La Dolce Vita (Federico Fellini)
Film culte, qui a contribué à rendre Rome et la fontaine de Trevi inséparables du chef d’œuvre de Fellini. L’église catholique jugea le film « pornographique » et il y eut de nombreuses revues de presse controversées, ce qui attisa le succès du film. La Dolce Vita fit de Marcello Mastroianni et d’Anita Ekberg, ancienne Miss Suède, des stars internationales. Mastroianni joue un journaliste désabusé et cavaleur, qui écume les bars à la recherche de scoops. Anouk Aimée joue Maddalena, une riche mondaine, qui suit Mastroianni dans la débauche pour tuer son ennui. Elle joua son rôle tout en finesse avec la parfaite souveraineté qu’exigeait le personnage. Elle évoquera sa complicité avec Fellini : « je suis entrée dans le film comme si j'avais toujours fait partie de son monde ».
8½ (Federico Fellini)
Fellini se trouvait dans une phase critique de sa vie au début du tournage de ce film, tétanisé par le succès de La Dolce Vita. Il voulait même y renoncer par manque d’inspiration quand l’idée lui vint de raconter le dilemme d’un réalisateur qui « ne savait plus quel film il voulait faire ». Son alter ego est Mastroianni, qui joue le rôle du créateur angoissé avec brio. Anouk Aimée interprète la femme du cinéaste, qui n’est autre que Giulietta Masina dans la vrai vie. Masina et Fellini traversaient une passe difficile à l’époque. Elle réussit à apporter les nuances nécessaires au rôle pour ne pas tomber dans la caricature de l’épouse acariâtre. Fellini dira d’Anouk Aimée: « Elle appartient au grand masque du cinéma avec ce visage qui a la même sensualité intrigante que celle de Garbo, Dietrich et Crawford, ces grandes reines mystérieuses ».

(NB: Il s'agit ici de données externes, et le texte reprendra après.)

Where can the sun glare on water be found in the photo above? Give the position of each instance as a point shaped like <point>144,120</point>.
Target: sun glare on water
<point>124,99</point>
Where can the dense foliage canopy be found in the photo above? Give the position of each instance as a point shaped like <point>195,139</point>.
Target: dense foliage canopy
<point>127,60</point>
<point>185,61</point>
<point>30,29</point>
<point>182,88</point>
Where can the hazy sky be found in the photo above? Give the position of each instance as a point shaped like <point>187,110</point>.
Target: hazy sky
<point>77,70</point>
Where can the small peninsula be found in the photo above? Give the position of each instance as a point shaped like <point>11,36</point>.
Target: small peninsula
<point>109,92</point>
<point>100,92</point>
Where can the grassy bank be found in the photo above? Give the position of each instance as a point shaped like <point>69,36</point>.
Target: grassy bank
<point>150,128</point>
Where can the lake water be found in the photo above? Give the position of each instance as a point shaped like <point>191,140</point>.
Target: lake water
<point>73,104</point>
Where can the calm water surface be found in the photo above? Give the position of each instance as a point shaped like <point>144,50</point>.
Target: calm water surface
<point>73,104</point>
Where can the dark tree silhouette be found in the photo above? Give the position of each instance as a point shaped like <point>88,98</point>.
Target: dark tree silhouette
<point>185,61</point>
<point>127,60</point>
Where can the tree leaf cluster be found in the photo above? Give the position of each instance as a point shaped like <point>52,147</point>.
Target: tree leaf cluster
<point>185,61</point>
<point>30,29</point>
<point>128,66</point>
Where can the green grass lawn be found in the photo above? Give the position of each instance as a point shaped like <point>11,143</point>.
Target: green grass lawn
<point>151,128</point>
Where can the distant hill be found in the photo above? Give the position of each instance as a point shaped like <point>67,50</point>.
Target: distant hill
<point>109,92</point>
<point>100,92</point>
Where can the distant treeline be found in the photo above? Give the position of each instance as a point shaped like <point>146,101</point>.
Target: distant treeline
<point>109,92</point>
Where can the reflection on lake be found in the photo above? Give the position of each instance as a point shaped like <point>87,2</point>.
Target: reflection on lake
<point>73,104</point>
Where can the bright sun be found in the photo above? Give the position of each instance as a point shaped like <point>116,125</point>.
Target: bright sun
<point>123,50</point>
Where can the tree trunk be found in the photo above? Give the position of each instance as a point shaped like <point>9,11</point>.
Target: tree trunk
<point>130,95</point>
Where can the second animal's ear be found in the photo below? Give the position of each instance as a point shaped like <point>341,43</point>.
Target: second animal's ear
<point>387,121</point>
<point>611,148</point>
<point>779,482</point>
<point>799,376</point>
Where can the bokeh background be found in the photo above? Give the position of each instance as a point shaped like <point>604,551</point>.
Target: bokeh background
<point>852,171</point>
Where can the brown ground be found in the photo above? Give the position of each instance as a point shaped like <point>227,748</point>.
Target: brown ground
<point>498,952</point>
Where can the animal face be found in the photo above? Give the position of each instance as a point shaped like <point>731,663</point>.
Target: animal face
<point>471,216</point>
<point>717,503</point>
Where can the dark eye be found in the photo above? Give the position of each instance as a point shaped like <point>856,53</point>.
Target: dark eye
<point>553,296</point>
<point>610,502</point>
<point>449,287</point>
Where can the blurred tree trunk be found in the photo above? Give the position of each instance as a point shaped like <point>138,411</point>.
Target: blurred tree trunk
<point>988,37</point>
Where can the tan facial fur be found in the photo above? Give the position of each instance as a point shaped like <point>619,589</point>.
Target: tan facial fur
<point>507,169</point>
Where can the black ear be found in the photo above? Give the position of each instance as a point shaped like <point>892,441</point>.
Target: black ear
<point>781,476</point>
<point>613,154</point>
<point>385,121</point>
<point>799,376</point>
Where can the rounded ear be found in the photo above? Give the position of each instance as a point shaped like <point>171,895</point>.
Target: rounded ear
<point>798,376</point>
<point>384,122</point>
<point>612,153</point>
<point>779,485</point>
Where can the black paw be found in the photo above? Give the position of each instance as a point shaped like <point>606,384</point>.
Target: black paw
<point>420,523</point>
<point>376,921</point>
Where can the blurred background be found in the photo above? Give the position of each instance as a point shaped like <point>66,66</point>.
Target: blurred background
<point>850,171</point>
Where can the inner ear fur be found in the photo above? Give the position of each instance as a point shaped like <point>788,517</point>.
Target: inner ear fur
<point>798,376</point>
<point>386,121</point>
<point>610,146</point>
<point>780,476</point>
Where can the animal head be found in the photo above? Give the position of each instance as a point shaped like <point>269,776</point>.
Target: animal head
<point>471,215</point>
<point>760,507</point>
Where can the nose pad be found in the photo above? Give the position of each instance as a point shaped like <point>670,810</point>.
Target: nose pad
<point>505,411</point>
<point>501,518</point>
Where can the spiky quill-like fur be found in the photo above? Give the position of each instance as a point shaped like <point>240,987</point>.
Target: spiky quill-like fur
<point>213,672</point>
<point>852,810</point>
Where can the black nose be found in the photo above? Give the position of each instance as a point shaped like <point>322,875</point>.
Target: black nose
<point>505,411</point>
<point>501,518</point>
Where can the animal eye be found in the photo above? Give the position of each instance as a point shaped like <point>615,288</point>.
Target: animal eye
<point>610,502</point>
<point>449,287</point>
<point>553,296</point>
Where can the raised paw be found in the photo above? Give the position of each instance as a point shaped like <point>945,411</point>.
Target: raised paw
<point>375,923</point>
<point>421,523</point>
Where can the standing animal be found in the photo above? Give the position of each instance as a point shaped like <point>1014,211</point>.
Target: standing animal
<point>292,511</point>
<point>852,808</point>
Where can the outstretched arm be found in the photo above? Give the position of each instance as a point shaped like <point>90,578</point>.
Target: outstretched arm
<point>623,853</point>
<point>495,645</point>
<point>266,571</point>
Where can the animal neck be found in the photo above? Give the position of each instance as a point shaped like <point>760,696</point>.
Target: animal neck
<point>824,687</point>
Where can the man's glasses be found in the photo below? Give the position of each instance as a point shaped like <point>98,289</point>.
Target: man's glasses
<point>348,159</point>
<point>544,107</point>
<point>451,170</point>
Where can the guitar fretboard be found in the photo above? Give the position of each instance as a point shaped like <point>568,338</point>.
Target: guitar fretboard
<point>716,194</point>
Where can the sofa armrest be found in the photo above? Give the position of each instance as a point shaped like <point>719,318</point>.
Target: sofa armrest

Salto nel vuoto (Marco Bellocchio)
Il s’agit d’un huis clos filmé de manière à faire ressortir toute la tension entre les personnages. La maison est plongée dans une « éternelle pénombre », éclairage qu’affectionne le réalisateur, car il permet de composer des espaces à la frontière entre le rêve et la réalité. Cela lui permet de questionner les zones obscures de l’esprit, la folie étant un des thèmes récurrents de ses films. C’est seulement à partir des années 80 que Bellocchio se penche sur celui des rapports homme-femme. Michel Piccoli joue le frère surprotecteur d’Anouk Aimée, qui se libère de son emprise grace à un troisième personnage catalyseur. Le film repose sur la présence d’Anouk Aimée, qui irradie le film de son aura mystérieuse.